Hey there, sorry for the late reply, we forgot to check for further replies after a while. We have reproduced the problem using the resnet10 model in the DeepStream SDK and it seems the issue scales with the batch size used in the configuration.

Our steps in reproducing the issue using a public model: we used the ResNet10 Caffe Model (PrimaryDetector) provided in the DeepStream 6.2 Docker container and the deepstream-test1 for reproduction.

  1. First we set the model batch size to 128 and let the plugin generate the model engine, then ran the pipeline.
  2. We then copied the engine file to the PrimaryDetector folder in triton_model_repo and set the configuration to point to the engine file, with the batch size set at 128. We then ran the pipeline using nvinferserver configuration.

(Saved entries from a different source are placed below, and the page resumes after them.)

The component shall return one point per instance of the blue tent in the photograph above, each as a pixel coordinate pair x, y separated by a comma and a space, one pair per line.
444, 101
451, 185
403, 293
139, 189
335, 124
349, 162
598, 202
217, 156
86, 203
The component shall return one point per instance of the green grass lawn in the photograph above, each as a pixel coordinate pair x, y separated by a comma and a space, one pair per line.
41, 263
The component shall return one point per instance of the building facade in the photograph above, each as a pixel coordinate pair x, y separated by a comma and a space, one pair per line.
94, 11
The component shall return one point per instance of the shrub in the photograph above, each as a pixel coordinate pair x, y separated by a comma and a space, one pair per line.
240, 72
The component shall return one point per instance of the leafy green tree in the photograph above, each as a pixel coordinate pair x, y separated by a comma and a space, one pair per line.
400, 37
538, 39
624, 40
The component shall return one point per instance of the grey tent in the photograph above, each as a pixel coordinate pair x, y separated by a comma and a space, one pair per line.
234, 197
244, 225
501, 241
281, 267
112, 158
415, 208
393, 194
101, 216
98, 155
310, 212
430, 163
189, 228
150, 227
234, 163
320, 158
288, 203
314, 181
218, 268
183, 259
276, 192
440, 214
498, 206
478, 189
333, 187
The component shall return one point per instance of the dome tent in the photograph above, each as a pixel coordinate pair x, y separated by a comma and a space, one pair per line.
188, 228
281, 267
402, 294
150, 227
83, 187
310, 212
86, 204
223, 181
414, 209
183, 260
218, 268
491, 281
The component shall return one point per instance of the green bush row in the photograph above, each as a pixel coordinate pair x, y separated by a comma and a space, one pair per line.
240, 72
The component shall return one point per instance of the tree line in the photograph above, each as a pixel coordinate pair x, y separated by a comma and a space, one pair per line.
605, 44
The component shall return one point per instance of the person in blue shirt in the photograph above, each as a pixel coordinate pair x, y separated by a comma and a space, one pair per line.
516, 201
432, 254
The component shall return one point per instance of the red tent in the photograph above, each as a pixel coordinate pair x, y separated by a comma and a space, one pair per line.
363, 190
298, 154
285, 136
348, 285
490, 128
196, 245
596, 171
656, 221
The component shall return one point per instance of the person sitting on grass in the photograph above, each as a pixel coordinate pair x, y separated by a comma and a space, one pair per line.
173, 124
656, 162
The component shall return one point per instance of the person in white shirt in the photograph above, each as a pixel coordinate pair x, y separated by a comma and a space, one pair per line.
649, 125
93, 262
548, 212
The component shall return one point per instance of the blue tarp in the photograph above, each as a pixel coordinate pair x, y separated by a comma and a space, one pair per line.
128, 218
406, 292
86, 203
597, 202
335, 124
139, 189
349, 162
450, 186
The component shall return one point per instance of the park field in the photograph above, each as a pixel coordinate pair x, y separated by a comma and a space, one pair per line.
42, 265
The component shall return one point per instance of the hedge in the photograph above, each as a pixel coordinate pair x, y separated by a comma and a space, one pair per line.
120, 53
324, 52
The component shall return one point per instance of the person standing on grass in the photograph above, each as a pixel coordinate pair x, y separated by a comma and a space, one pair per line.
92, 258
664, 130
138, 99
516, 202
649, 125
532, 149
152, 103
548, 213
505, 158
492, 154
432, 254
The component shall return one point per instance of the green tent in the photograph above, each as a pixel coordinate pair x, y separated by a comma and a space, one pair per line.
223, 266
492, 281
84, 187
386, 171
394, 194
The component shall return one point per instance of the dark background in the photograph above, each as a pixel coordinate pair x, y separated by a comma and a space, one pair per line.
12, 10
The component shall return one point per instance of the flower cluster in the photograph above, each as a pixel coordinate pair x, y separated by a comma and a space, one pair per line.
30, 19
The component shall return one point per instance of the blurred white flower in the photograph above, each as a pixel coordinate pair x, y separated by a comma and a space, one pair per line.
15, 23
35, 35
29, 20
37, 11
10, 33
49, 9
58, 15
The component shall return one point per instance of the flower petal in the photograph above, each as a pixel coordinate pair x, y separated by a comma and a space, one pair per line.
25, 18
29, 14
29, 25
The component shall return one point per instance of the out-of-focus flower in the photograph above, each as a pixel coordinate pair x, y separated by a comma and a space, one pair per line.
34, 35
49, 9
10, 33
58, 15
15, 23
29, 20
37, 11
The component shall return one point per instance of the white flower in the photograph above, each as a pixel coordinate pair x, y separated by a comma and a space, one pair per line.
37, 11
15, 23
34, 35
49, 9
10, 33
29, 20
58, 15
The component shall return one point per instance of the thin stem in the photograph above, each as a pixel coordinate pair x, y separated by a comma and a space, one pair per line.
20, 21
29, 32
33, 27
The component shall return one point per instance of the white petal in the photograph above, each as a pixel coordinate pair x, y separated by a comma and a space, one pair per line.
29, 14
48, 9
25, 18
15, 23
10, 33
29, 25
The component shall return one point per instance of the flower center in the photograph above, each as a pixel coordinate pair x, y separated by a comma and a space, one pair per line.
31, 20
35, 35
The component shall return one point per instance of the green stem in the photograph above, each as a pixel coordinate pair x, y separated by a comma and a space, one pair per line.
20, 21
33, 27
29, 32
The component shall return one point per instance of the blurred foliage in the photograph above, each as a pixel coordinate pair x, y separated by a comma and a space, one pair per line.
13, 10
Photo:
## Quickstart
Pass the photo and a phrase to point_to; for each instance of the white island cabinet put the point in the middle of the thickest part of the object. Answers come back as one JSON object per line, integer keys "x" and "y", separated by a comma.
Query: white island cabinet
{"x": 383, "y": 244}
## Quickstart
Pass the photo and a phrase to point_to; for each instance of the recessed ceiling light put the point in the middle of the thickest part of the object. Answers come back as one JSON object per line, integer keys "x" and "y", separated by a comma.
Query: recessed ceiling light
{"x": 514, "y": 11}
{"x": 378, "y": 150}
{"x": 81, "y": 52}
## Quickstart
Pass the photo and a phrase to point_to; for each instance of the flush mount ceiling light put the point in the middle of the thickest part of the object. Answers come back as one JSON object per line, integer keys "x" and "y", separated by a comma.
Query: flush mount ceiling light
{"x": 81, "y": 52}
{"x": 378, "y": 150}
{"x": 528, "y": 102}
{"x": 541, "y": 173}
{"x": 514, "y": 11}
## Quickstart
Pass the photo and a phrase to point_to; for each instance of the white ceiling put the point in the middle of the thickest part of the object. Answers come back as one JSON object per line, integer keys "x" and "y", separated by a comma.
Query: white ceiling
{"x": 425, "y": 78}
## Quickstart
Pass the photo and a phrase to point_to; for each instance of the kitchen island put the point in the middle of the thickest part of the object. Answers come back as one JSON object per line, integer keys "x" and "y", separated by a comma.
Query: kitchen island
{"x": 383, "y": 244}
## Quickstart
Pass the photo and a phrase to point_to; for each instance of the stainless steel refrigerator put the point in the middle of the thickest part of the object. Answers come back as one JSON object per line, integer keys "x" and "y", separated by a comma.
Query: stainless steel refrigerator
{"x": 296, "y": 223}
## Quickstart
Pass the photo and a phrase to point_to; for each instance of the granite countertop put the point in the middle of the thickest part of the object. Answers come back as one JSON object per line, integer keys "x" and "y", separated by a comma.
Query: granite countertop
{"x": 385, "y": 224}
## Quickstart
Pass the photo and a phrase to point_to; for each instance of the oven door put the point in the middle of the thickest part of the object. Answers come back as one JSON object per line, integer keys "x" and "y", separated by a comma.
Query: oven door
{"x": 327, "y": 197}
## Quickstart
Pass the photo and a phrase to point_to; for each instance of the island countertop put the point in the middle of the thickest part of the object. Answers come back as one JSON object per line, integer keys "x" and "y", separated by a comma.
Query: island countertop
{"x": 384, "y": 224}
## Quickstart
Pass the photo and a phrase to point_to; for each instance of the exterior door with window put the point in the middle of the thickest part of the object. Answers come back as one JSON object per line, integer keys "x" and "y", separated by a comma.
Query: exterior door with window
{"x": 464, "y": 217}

The image attached below shows the difference between using nvinfer and nvinferserver: GPU usage difference is almost 1G.

We only modified the batch size in the configuration for the model:

  • NvInfer:
property:
  gpu-id: 0
  model-file: ../../../../samples/models/Primary_Detector/resnet10.caffemodel
  proto-file: ../../../../samples/models/Primary_Detector/resnet10.prototxt
  model-engine-file: ../../../../samples/models/Primary_Detector/resnet10.caffemodel_b128_gpu0_int8.engine
  labelfile-path: ../../../../samples/models/Primary_Detector/labels.txt
  int8-calib-file: ../../../../samples/models/Primary_Detector/cal_trt.bin
  batch-size: 128
...
  • NvInferServer:
# dstest1_pgie_nvinferserver_config.txt in deepstream-test1
infer_config {
  unique_id: 1
  gpu_ids: [0]
  max_batch_size: 128
# config.pbtxt
name: "Primary_Detector"
platform: "tensorrt_plan"
max_batch_size: 128
default_model_filename: "resnet10.caffemodel_b128_gpu0_int8.engine"

Since we are in need of using models with high batch sizes but are restrained by memory limit, we will stick to the NvInfer plugin for now. Thank you for the instructions.

This topic was automatically closed 14 days after the last reply. New replies are no longer allowed.